It was in 2019 that Amy Speace delivered Me & The Ghost of Charlemagne – opening his review of the album, Mike Davies declared she was “one of the great contemporary Americana singer-songwriters, a voice that can send shivers down the spine, lyrics that squeeze the heart until it bleeds.”
A lot has happened since that release, life-changing moments that have shaped her new album There Used to Be Horses Here – the accompanying press reads: Looking back on a twelve-month span between her son’s first birthday and the loss of her father, award-winning singer and songwriter Amy Speace culled eleven new songs directly from her depth of personal experiences—childhood memories, coming of age in New York City, and losing a parent while learning to become one.
Despite the weight of those aforementioned words, this isn’t a sad record. It’s down to the skill of the songwriter that moments of hope and energy are drawn from such moments – propelled by a playwright’s eye for detail, a performer’s gift of vocal delivery, a poet’s talent for concise writing the press release says which is impossible not to agree with. The icing on this cake comes in the form of collaborators, The Orphan Brigade. They have been well-covered on Folk Radio UK and this is sure to be an immense and powerful combination.
Why take my word for it. Here is the accompanying video for the title track…
Amy on There Used to Be Horses Here:
“A month after I turned 50, I gave birth to my son, Huckleberry. My father was present for the birth and held him within hours.

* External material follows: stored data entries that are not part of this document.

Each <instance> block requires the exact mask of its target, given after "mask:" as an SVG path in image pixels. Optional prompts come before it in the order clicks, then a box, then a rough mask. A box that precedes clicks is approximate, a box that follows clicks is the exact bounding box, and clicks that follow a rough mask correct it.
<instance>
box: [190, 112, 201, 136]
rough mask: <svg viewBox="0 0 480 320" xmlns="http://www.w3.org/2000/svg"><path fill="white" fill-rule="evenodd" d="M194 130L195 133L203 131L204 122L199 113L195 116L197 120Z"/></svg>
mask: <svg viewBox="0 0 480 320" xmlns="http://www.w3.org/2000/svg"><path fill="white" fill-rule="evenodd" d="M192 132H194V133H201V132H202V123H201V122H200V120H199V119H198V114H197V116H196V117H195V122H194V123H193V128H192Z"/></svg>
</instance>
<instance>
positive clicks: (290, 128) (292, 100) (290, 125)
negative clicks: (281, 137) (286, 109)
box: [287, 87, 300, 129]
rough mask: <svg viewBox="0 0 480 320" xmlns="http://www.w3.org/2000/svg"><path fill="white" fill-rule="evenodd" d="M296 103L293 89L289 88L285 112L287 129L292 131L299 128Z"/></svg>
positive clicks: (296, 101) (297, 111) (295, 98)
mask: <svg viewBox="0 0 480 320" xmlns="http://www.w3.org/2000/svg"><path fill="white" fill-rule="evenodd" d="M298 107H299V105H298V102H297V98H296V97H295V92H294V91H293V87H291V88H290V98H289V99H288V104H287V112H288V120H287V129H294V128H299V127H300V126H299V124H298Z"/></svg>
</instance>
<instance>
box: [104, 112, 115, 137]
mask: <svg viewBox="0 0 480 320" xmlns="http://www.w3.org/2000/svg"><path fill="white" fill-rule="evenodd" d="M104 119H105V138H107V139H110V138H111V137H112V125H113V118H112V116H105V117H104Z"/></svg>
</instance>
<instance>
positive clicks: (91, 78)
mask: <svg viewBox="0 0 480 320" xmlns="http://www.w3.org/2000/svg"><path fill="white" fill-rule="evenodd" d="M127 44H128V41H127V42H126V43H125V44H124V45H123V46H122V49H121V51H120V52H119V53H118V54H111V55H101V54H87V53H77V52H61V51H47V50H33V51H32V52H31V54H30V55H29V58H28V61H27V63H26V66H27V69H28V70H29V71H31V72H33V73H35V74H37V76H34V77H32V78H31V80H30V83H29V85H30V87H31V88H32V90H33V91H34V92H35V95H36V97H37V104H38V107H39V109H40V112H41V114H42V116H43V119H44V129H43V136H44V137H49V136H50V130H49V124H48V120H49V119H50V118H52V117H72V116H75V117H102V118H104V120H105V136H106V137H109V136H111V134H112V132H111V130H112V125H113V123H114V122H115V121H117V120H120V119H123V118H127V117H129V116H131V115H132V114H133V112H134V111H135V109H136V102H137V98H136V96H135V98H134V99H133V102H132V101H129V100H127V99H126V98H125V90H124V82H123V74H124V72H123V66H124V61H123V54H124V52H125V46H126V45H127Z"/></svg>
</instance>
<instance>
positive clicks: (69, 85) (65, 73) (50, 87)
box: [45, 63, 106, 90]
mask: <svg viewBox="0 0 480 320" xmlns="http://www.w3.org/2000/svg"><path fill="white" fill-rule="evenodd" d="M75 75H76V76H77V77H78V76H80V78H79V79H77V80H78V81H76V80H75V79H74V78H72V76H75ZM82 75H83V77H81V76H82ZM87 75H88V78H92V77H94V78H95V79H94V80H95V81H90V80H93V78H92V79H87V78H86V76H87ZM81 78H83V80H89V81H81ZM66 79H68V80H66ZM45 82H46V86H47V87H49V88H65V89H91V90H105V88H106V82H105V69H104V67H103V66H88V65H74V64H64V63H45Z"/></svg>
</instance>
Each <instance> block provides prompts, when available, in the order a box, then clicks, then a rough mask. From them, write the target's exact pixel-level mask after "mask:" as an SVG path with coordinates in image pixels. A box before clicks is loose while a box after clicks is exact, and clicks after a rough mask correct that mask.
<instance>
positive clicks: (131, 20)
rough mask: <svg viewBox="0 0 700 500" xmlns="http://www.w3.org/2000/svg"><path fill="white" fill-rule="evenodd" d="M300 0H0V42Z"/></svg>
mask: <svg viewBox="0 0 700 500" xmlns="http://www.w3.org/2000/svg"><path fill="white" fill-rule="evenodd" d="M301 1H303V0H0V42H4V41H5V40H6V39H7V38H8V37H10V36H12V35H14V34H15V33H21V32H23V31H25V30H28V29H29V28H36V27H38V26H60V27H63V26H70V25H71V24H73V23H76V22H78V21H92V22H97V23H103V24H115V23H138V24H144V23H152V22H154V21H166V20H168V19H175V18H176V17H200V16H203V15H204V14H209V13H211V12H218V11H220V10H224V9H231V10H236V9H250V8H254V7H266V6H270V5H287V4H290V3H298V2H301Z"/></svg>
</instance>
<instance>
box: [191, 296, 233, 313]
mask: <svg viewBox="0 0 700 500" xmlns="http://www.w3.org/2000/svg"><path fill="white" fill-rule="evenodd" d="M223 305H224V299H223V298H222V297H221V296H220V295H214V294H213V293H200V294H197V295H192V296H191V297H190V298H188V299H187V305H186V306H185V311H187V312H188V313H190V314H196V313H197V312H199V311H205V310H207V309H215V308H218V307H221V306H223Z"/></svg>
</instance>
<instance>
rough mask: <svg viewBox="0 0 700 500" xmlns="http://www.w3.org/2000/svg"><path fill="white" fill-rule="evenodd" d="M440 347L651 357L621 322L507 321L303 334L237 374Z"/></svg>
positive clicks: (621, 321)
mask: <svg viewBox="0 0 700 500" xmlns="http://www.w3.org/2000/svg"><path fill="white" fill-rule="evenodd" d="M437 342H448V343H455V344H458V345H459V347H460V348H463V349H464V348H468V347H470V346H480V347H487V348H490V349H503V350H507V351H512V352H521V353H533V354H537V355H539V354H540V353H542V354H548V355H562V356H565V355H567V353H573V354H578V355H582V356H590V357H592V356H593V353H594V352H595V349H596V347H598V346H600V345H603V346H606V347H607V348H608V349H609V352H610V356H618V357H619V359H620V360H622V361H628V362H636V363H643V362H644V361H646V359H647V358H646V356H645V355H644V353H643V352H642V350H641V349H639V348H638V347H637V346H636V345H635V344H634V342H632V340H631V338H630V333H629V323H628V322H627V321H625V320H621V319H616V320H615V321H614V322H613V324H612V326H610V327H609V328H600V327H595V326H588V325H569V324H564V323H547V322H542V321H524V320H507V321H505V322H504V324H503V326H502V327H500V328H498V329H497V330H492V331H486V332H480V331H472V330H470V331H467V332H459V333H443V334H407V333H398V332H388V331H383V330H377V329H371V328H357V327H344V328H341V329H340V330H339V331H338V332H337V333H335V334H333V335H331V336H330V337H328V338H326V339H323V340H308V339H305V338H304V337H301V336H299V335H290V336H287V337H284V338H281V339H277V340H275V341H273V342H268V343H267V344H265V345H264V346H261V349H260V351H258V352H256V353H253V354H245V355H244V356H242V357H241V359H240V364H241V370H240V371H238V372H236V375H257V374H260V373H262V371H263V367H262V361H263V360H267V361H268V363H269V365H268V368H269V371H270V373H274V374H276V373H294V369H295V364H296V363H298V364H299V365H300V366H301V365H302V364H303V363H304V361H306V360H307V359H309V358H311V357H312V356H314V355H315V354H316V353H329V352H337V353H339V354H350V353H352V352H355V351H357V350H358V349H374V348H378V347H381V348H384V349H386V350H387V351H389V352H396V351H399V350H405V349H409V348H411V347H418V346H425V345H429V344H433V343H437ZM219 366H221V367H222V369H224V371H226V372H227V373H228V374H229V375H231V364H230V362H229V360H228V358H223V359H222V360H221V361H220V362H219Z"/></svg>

My Dad was 81 years old and we both knew my Dad would not see my son grow up. In the year between my son’s birth and my father’s death, these songs spilled out of me. I grieved in writing. I wanted to illuminate my father and his stories, from the horse farm near his home that was bulldozed to make room for condos to his memory of a car ride that came back to him in a dream the night before he died to a photograph found in an old album. I wrote to my son as I nested with him in the morning. I sang to our ailing world as the pandemic raged around us.”
There Used to Be Horses Here; out April 30th on Proper Records/Wind Bone Records.